Alwali A, Schafmayer C, Prall F, Kamaleddine I
Department of General, Visceral, Thorax, Vascular and Transplantation Surgery, Rostock University Medical Center, Rostock, Germany.
Institute of Pathology, Rostock University Medical Center, Rostock, Germany.
Heliyon. 2024 Jul 23;10(15):e35086. doi: 10.1016/j.heliyon.2024.e35086. eCollection 2024 Aug 15.
This case highlights the potential role of SARS-CoV-2 in triggering lymphocytic colitis, emphasizing the need for further research and vigilance in identifying potential post-COVID-19 GI complications. We describe a case of a young adult who experienced chronic diarrhea and abdominal pain for 10 months after a SARS-CoV-2 infection. Extensive laboratory and imaging investigations yielded no significant findings. Despite a preliminary diagnosis of irritable bowel syndrome and symptomatic treatment, symptoms persisted. Colonoscopy with biopsies revealed unremarkable colonic mucosa but confirmed moderate lymphocytic infiltration consistent with lymphocytic colitis. Treatment with budesonide achieved complete symptom resolution. The findings underscore the importance for clinicians to consider triggered microscopic colitis in patients presenting with persistent diarrhea following SARS-CoV-2 infection.

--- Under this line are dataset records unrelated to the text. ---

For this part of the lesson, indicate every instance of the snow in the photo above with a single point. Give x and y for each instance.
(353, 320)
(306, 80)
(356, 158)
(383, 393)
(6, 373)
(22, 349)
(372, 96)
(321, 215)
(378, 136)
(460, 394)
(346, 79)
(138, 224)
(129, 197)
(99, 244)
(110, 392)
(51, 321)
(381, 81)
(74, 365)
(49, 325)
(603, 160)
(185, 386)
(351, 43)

该病例突出了严重急性呼吸综合征冠状病毒2(SARS-CoV-2)在引发淋巴细胞性结肠炎中的潜在作用,强调了在识别潜在的新冠后胃肠道并发症方面进行进一步研究和保持警惕的必要性。我们描述了一例年轻成年人的病例,该患者在感染SARS-CoV-2后经历了10个月的慢性腹泻和腹痛。广泛的实验室和影像学检查未发现显著异常。尽管初步诊断为肠易激综合征并进行了对症治疗,但症状仍持续存在。结肠镜检查及活检显示结肠黏膜无明显异常,但证实有中度淋巴细胞浸润,符合淋巴细胞性结肠炎。使用布地奈德治疗后症状完全缓解。这些发现强调了临床医生对于SARS-CoV-2感染后出现持续性腹泻的患者考虑是否引发微观性结肠炎的重要性。